1

I've gone through all my code and if it really is the problem then I'm not sure how it has eluded me. It's too long to post so I'll tell you my problem, what ive looked at for fixing and if you have any ideas what else I can search for I'd be very appreciative!

Ok, so firstly the weights are initialised with mean zero and variance equal to 1/ square root of the number of inputs for that neuron, as instructed by haykin.

I've fed it a simple sine wave to learn on first. The weights in the hidden layer seem to converge to give the same output for each neuron within that layer... which makes the output neuron give a nearly fixed output.

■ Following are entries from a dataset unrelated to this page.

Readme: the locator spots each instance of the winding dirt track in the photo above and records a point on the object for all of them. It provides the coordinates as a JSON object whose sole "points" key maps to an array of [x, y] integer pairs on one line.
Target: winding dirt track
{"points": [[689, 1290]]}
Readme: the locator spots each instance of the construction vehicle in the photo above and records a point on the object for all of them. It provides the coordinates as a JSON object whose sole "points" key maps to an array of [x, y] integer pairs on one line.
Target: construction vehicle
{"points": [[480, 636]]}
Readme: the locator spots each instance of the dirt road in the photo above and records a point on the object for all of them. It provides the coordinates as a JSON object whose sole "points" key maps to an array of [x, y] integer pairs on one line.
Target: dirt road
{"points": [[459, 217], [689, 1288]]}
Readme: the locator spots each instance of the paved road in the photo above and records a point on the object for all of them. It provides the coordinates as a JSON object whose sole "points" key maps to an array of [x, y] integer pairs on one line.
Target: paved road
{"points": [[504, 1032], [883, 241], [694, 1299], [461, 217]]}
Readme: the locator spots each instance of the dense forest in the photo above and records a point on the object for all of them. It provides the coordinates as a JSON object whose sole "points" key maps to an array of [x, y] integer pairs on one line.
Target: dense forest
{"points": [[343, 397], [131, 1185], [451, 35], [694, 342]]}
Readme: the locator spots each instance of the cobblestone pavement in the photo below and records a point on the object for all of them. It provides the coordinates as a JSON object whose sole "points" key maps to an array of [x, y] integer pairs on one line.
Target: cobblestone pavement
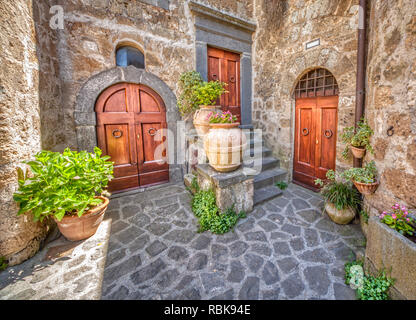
{"points": [[284, 249]]}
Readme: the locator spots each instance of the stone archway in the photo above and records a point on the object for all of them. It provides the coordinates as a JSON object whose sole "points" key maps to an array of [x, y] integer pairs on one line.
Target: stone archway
{"points": [[85, 117], [340, 65]]}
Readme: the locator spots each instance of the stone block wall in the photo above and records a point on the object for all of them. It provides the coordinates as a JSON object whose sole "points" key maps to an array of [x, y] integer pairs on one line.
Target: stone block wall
{"points": [[20, 126], [280, 59], [391, 102]]}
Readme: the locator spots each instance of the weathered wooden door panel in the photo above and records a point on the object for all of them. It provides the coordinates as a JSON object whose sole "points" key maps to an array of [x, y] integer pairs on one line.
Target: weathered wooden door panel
{"points": [[315, 138], [225, 66], [327, 134], [122, 112]]}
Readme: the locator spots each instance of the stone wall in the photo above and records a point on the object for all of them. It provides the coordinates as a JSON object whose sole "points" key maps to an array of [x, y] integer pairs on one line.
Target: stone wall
{"points": [[280, 59], [391, 101], [20, 125]]}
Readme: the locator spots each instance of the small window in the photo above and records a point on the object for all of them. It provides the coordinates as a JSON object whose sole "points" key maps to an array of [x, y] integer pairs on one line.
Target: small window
{"points": [[315, 83], [126, 56]]}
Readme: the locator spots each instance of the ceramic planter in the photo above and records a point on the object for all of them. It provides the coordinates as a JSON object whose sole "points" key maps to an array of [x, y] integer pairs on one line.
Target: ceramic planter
{"points": [[224, 146], [201, 121], [358, 153], [339, 216], [76, 228], [366, 188]]}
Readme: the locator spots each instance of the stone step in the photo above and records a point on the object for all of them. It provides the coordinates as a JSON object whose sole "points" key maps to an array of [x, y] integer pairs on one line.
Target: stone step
{"points": [[270, 163], [269, 178], [265, 152], [267, 193]]}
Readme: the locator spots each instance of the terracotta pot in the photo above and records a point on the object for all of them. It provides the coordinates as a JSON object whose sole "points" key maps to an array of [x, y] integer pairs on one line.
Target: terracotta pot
{"points": [[76, 228], [358, 153], [366, 188], [201, 122], [224, 146], [339, 216]]}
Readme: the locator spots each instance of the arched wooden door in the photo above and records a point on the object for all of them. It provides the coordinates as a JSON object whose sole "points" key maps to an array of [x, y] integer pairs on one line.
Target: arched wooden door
{"points": [[315, 127], [131, 126]]}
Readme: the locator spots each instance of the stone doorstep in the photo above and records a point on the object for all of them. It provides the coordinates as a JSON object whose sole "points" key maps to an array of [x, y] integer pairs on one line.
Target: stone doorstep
{"points": [[389, 249]]}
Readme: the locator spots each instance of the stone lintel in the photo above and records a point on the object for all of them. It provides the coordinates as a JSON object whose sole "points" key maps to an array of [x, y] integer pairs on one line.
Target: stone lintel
{"points": [[222, 179]]}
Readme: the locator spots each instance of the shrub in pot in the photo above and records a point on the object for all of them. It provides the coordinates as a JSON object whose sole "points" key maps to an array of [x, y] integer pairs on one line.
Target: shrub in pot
{"points": [[225, 142], [341, 199], [358, 140], [197, 98], [365, 179], [68, 188]]}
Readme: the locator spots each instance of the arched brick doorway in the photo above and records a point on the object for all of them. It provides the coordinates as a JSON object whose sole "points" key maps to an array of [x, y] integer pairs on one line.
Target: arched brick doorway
{"points": [[316, 118], [131, 129]]}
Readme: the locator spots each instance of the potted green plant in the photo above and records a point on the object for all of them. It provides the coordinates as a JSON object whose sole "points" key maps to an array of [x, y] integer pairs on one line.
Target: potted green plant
{"points": [[365, 179], [358, 140], [67, 187], [341, 199], [197, 97]]}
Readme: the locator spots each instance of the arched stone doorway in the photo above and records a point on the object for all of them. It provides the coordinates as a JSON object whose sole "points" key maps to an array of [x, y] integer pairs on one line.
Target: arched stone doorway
{"points": [[86, 118], [131, 129], [316, 122]]}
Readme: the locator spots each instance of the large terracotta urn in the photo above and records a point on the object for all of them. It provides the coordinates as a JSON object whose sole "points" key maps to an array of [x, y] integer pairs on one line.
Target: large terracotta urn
{"points": [[201, 119], [76, 228], [344, 216], [224, 145]]}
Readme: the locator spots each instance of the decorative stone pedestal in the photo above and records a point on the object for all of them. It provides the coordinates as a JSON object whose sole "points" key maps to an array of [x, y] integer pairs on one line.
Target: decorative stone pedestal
{"points": [[230, 188]]}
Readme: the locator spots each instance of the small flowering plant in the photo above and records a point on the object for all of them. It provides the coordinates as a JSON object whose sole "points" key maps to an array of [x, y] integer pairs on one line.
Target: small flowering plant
{"points": [[221, 117], [399, 220]]}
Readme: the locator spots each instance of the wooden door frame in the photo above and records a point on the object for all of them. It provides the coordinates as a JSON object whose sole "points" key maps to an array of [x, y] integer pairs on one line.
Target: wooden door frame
{"points": [[292, 139]]}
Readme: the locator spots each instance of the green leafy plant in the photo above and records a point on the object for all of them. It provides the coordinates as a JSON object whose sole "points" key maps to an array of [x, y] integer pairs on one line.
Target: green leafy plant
{"points": [[347, 268], [359, 138], [189, 82], [3, 263], [368, 287], [338, 191], [210, 218], [222, 117], [364, 215], [208, 92], [282, 185], [367, 174], [195, 92], [375, 288], [399, 220], [63, 183]]}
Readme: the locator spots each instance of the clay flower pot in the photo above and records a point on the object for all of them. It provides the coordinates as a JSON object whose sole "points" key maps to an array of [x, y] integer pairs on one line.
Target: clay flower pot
{"points": [[366, 188], [76, 228], [344, 216], [201, 119], [224, 145], [358, 153]]}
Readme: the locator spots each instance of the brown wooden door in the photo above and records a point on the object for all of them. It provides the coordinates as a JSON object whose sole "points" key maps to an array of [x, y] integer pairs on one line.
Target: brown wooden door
{"points": [[315, 139], [225, 66], [131, 129]]}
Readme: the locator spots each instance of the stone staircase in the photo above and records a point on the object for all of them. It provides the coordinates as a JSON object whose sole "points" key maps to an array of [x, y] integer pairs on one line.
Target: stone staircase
{"points": [[264, 183]]}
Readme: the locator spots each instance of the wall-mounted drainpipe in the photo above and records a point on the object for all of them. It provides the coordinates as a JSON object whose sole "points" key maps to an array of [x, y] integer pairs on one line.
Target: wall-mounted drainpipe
{"points": [[361, 67]]}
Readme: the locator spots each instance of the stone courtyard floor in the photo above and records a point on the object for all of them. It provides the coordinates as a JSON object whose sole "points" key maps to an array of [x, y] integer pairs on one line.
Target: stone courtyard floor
{"points": [[148, 248]]}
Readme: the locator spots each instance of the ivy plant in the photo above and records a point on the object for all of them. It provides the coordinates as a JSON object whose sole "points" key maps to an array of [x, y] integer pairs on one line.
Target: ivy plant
{"points": [[210, 218], [359, 137], [338, 191], [63, 183], [195, 92], [367, 174]]}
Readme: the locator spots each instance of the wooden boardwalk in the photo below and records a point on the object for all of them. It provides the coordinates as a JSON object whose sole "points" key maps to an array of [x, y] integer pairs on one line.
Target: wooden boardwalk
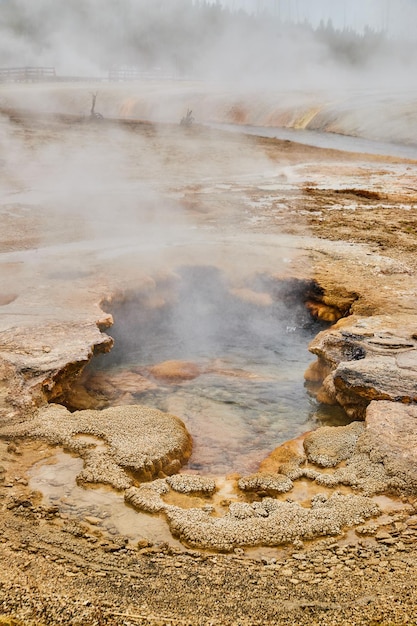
{"points": [[26, 74]]}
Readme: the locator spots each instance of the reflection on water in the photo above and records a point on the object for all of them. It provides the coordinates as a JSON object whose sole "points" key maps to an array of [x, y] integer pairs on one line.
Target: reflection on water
{"points": [[251, 353]]}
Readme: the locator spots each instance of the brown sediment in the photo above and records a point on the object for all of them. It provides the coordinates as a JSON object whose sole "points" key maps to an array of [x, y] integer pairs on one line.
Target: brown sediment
{"points": [[368, 272]]}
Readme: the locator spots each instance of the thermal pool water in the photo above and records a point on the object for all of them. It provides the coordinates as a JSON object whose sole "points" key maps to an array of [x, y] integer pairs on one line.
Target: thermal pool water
{"points": [[249, 352]]}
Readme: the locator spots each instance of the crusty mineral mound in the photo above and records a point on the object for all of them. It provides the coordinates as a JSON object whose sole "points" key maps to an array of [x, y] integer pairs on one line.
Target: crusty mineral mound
{"points": [[328, 446], [269, 522], [116, 443], [390, 439]]}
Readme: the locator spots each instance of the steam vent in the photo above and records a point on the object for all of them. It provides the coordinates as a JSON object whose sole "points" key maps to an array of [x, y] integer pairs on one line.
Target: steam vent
{"points": [[208, 359]]}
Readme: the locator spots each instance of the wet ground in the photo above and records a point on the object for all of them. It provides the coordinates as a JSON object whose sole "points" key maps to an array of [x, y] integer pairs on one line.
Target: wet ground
{"points": [[242, 204]]}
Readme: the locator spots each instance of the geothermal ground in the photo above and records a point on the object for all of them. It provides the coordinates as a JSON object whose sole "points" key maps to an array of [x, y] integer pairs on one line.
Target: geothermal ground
{"points": [[324, 530]]}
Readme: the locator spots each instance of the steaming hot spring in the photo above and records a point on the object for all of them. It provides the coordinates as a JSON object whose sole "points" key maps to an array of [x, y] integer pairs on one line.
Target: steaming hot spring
{"points": [[229, 361]]}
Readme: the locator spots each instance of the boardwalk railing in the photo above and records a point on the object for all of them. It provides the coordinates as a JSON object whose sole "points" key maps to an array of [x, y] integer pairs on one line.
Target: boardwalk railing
{"points": [[26, 74]]}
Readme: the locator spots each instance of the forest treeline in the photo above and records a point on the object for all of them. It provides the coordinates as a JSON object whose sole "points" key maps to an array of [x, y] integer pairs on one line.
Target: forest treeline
{"points": [[180, 36]]}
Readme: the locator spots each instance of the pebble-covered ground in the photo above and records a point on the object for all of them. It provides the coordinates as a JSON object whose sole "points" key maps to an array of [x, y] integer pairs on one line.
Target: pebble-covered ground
{"points": [[58, 569]]}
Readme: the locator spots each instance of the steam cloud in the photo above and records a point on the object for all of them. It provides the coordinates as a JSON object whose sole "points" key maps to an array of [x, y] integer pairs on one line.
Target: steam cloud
{"points": [[285, 43]]}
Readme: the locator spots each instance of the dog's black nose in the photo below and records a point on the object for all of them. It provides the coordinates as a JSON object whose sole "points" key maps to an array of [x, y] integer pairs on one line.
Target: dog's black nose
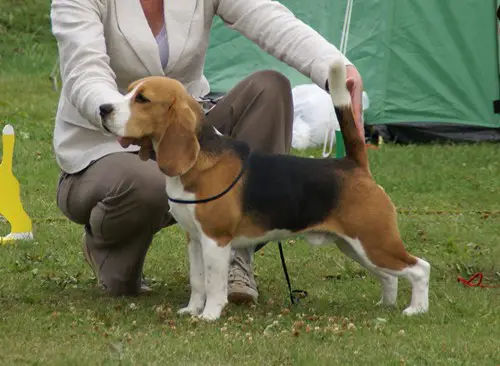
{"points": [[105, 110]]}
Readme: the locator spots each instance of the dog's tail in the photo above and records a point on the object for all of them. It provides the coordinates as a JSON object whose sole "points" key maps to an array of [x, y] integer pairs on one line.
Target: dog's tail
{"points": [[8, 148], [354, 143]]}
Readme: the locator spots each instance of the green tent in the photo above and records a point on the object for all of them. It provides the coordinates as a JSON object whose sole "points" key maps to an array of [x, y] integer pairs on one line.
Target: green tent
{"points": [[430, 67]]}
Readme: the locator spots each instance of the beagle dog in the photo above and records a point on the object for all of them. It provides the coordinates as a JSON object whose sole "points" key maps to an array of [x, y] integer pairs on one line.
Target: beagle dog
{"points": [[224, 195]]}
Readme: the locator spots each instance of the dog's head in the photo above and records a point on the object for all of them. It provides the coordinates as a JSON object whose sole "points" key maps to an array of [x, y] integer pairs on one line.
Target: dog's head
{"points": [[159, 111]]}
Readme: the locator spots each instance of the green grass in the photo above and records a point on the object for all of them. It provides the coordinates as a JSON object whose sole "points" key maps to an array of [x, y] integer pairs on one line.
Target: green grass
{"points": [[51, 313]]}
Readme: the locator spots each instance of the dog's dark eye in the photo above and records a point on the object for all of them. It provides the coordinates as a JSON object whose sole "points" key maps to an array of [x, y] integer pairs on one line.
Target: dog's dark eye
{"points": [[139, 98]]}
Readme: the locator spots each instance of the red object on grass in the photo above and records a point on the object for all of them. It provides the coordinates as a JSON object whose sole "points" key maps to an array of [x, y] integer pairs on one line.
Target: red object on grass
{"points": [[470, 282]]}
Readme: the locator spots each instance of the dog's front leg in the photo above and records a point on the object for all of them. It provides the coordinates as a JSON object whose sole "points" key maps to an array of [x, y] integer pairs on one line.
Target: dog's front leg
{"points": [[196, 278], [216, 261]]}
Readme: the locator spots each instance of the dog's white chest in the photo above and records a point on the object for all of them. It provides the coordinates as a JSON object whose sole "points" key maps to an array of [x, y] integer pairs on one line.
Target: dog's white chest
{"points": [[183, 213]]}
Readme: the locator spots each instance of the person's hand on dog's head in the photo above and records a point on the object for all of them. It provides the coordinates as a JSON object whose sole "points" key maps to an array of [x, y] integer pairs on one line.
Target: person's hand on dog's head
{"points": [[144, 143], [354, 84]]}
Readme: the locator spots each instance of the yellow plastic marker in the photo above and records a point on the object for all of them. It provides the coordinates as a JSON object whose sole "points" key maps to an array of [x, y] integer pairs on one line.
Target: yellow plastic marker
{"points": [[10, 194]]}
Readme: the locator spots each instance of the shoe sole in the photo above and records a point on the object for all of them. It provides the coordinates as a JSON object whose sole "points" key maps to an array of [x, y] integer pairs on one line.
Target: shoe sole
{"points": [[246, 297]]}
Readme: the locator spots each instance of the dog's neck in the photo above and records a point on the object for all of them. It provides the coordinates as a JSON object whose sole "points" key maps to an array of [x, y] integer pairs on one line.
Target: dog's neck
{"points": [[214, 149]]}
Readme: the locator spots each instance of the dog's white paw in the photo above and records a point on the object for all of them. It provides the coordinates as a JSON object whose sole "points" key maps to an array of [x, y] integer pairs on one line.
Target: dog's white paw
{"points": [[190, 311], [385, 303], [210, 315], [414, 311]]}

So, what could be the cause? Firstly I checked if the network learning rate was causing it to get stuck in local minima and increased it, and also tried with & without momentum. I found it rectified the problem somewhat, as the network DOES produce the sine wave. However, not properly! :(

The network output has an amplitude roughly a third the height from the centre axis up, and doesnt go below. It looks kind of like you've picked the sine wave up, squished it a third and raised it to sit with it's lowest peaks on the axis. Furthermore the top peaks are all flat...

I since tried changing the network topology, whereby if I add another hidden neuron (total 3) it suddenly only gives a fixed output.

Fred Johnson
  • 2,539
  • 3
  • 26
  • 52
  • While your code may be too long, without code, it's too hard to know what your problem is. Perhaps you could post a picture of your output plus the part of the code which you think is causing the problem. Is your activation function one with a limited domain? For example, Sigmoid output is limited to [0, 1]. It sounds like you may need to change your function or scale your data before feeding it into the network (and rescale on output). – Simon MᶜKenzie Apr 28 '13 at 23:58

1 Answers1

0

A sine wave is not an easy problem for a neural network with sigmoid activation functions. 3 hidden neurons are usually not enough. Take a look at this example: there are 200 hidden nodes to approximate a sine wave within [0, 2*pi]. The activation functions in this example are: logistic sigmoid in the hidden layer and identity in the output layer. You always should use identity in the output layer for regression.

When you do not get a good result it also might be benificial to decrease the learning rate. Sometimes gradient descent oscillates between steep regions of the error function because the learning rate is too big.

alfa
  • 3,058
  • 3
  • 25
  • 36